In 2018, some more confusion was created when the RBI took a view that third-party payments apps were required to comply with the Notification. This was done in a petition filed before the Supreme Court seeking WhatsApp’s compliance with the Notification in respect of its payment services, Whatsapp Pay. For nearly 2 years thereafter, there was no clarity on the matter. Sometime in 2020, the National Payments Corporation of India (“NPCI”) updated its guidelines to specify that third party application providers of the unified payments interface (such as Whatsapp Pay, etc.) had to store all payments data in India. With this, it became clear that Whatsapp Pay had to retain payment data in India due to its contractual understanding with NPCI.
It now appears that most banks and PSOs have started complying with the Notification (at least to some degree) and are continuing to do so. So how was this compliance achieved?
Non-bank players caught in the crossfire
Entities in the payment ecosystem, other than licensed banks and PSOs, do not fall within the regulatory ambit of the RBI. But since 2019-20, there have been instances of banks and PSOs indirectly, i.e., contractually, requiring entities (for e.g., an online merchant, intermediary platform, etc.) availing their services, to comply with the Notification.
In a strictly legal sense, the Notification applies only to banks and PSOs. What seems to be happening now is an unofficial “outsourcing” of this compliance – banks and PSOs require this of their customers, so that they can in turn fulfil obligations under the Notification. An understanding may have been reached, that such indirect compliance is evidence of the bank’s / PSO’s own compliance.

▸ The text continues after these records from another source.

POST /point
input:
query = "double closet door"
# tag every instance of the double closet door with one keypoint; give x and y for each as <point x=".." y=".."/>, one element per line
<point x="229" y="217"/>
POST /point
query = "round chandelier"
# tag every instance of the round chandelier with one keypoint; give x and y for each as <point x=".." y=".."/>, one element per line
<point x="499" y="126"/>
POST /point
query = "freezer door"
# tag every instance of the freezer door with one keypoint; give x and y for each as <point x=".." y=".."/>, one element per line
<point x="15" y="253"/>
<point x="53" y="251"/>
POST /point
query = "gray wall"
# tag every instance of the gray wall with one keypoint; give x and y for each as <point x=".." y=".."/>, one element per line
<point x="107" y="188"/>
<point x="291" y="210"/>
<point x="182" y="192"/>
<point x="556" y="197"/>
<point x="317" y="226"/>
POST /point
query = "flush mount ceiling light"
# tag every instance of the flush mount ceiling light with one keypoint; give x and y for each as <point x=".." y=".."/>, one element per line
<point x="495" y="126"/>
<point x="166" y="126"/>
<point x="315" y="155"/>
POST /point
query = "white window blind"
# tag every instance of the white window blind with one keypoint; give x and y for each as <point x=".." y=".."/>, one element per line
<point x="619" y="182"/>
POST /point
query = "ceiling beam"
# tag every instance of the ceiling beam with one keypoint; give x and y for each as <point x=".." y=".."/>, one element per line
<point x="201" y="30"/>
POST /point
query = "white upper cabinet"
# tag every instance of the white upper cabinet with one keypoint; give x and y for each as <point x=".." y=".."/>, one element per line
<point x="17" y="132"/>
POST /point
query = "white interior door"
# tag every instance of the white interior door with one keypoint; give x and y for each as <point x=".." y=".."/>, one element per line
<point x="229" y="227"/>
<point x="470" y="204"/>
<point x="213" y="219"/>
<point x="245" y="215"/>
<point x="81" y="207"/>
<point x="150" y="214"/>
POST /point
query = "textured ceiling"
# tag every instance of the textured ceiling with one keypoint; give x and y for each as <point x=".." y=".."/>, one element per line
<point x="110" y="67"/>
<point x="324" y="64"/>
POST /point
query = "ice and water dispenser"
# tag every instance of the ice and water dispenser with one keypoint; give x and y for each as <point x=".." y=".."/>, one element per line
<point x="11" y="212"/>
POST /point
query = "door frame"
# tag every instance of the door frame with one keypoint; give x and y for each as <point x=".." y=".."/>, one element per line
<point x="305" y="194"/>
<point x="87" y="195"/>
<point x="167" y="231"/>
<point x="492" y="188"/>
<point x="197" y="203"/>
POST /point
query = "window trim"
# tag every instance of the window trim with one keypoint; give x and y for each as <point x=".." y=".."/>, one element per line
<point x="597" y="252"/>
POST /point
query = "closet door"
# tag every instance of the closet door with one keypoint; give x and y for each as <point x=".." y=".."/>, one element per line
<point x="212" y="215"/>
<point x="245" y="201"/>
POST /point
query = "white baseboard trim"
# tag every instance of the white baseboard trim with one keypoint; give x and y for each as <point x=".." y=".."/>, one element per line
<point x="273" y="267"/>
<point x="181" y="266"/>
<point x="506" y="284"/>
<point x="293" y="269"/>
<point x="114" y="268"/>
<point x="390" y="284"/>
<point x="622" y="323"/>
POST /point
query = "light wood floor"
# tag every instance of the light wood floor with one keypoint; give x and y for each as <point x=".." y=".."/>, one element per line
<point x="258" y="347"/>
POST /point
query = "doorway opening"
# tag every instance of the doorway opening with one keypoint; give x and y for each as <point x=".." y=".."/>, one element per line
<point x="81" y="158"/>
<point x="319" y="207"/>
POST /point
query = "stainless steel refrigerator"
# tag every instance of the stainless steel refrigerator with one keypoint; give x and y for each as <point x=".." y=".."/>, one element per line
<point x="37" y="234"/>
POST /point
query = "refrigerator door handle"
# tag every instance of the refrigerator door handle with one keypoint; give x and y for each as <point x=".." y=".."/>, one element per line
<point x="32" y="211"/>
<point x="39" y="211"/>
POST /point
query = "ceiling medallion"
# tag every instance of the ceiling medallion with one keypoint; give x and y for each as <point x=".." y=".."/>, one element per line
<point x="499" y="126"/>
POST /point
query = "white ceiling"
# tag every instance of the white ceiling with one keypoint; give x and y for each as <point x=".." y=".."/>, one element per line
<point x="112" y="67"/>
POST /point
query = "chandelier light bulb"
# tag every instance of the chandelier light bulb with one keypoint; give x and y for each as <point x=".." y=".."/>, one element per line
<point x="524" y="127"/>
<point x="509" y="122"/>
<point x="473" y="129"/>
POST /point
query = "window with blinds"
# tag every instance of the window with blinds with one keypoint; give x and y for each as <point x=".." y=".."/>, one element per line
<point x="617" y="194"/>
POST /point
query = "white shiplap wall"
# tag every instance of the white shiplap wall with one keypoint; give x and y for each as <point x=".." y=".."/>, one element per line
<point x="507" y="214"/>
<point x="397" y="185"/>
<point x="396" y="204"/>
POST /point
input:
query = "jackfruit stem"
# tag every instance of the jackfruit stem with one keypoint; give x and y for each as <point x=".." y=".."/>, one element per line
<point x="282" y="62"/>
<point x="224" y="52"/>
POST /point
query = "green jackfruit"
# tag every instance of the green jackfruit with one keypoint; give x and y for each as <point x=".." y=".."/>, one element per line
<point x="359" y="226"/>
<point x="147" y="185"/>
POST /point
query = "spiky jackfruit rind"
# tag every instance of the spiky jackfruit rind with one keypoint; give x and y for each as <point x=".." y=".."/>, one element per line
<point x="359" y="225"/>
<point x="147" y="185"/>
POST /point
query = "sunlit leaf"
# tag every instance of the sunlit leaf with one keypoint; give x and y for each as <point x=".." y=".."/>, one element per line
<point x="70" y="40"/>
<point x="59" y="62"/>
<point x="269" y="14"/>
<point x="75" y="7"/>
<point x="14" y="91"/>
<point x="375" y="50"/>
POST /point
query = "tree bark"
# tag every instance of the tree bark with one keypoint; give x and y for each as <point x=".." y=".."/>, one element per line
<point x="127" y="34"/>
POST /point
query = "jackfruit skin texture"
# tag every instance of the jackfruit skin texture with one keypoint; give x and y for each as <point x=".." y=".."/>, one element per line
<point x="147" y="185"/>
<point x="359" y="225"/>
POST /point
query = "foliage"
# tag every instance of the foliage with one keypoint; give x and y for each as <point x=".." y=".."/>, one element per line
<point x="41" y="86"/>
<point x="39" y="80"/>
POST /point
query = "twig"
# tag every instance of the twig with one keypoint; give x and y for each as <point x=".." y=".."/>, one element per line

Of course, nothing official has been said about this by any party.
Being unlicensed, the RBI will likely not directly take action against non-bank/PSO participants (though it has very wide powers under law, arguably to do this too). There is no precedent of the RBI (publicly) initiating enforcement action against non-banks/ PSOs for non-compliance with the Notification. That said, this is now a fait accompli in the Indian fintech ecosystem. An entity availing financial services from a bank or PSO could be held liable for damages, indemnity, injunctions, etc., by the bank or PSO if it breaches any contractual conditions.
What this means, and what happens next
During the pandemic, the fintech market in India boomed. It was reported that, in 2020, India was home to the highest number of real-time online transactions, ahead of countries such as China and the US. PricewaterhouseCoopers has reported that 48 billion digital transactions were recorded in calendar year 2020 despite (or maybe because of) the COVID-19 pandemic and its effect on the economy. That all of this is happening in the foreground of lack of clarity on as crucial a rule as payment data localization gives us a reason pause. If India’s fintech success story is to continue, its market participants should be able to look to laws that are clear, certain, and (one hopes) reasonable.
After spending nearly 3 years aligning with banks and PSOs on the Notification, it appears that the RBI is (finally) focusing on enforcement. The ban on American Express and Diners Club indicates that the RBI is no longer keen to negotiate applicability, and is getting serious about enforcement. It is also likely that the RBI will now routinely follow up on compliance and may impose similar bans and/ or other penalties (like fines/ imprisonment under the PSS Act) in case of lapses.
For the time being, entities availing services from banks and PSOs should also be prepared to comply, albeit contractually. Costs associated with such compliance should also be accounted for, including for local data servers, procuring compliance certificates, providing contractual damages/ indemnities to cover any non-compliance, purchasing insurances, etc. And most of all, don’t be surprised if an Indian bank asks you to do this!